Em Praga, vários milhares de checos aproveitaram a ocasião para se manifestarem contra a influência de que ainda dispõem os comunistas, nostálgicos da era soviética, que são ainda a segunda força política ao país, com cerca de 20 por cento do eleitorado.
Como todos os anos, o grande artífice da queda do regime, o antigo dissidente Vaclav Havel depôs uma coroa de flores no centro de Praga, diante de um monumento alusivo à brutal repressão de uma manifestação estudantil pacífica, a 17 de Novembro de 1989.
Oito horas antes da espectacular abertura do Muro de Berlim, a violência policial desse dia acabou por originar uma gigantesca vaga de protestos em todo o país.

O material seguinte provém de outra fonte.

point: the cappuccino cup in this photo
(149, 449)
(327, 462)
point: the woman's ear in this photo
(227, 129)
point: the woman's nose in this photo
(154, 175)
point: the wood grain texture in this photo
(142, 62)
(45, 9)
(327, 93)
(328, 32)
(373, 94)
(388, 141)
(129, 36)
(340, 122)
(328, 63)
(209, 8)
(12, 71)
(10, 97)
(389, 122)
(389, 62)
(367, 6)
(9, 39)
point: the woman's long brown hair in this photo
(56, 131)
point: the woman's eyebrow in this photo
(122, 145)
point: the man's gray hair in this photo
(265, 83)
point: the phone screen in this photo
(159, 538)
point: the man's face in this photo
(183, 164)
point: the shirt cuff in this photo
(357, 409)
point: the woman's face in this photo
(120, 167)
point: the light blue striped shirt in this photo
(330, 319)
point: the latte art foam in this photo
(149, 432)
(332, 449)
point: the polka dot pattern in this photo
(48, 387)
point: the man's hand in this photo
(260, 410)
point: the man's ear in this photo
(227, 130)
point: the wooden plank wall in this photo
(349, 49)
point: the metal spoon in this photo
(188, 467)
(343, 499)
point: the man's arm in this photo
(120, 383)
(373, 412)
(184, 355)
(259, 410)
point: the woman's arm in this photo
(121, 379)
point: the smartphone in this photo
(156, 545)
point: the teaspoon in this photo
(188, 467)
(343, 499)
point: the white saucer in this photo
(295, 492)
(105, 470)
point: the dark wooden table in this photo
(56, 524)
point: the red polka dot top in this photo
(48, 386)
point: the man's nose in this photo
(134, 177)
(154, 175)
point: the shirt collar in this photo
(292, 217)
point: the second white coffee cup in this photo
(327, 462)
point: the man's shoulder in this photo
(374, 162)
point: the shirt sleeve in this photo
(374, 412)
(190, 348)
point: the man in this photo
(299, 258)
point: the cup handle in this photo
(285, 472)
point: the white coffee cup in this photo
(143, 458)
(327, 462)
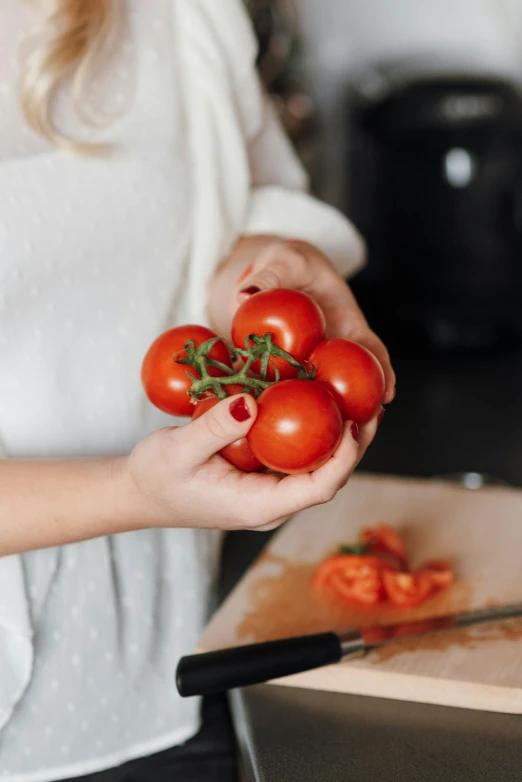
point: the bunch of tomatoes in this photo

No centro de Praga, Vaclav Havel - retirado da política activa desde o final do seu último mandato presidencial, em Fevereiro de 2003 - foi ovacionado por habitantes de Praga que acorreram ao local para lembrar os acontecimentos de 1989.
No Parlamento, a cerimónia acabou por ficar marcada pelo momento em que vários deputados e personalidades presentes, incluindo Vaclav Havel, abandonaram a sala no momento em que o presidente do partido comunista checo (KSCM), Miroslav Grebenicek, tomou o uso da palavra.
Ao contrário do que sucedeu com outros partidos congéneres de países ex-comunistas, o KSCM tem-se recusado a qualquer revisão no seu discurso ou na sua ideologia.
Na capital da Eslováquia, Bratislava, que conquistou a sua independência no início de 1993, foram igualmente organizadas cerimónias alusivas à data.
O primeiro-ministro eslovaco, Mikulas Dzurinda, acendeu uma vela no local onde tiveram lugar as grandes manifestações contra o regime, em 1989.
O Presidente, Ivan Gasparovic, participou, por seu turno, numa reunião com os antigos responsáveis locais do movimento.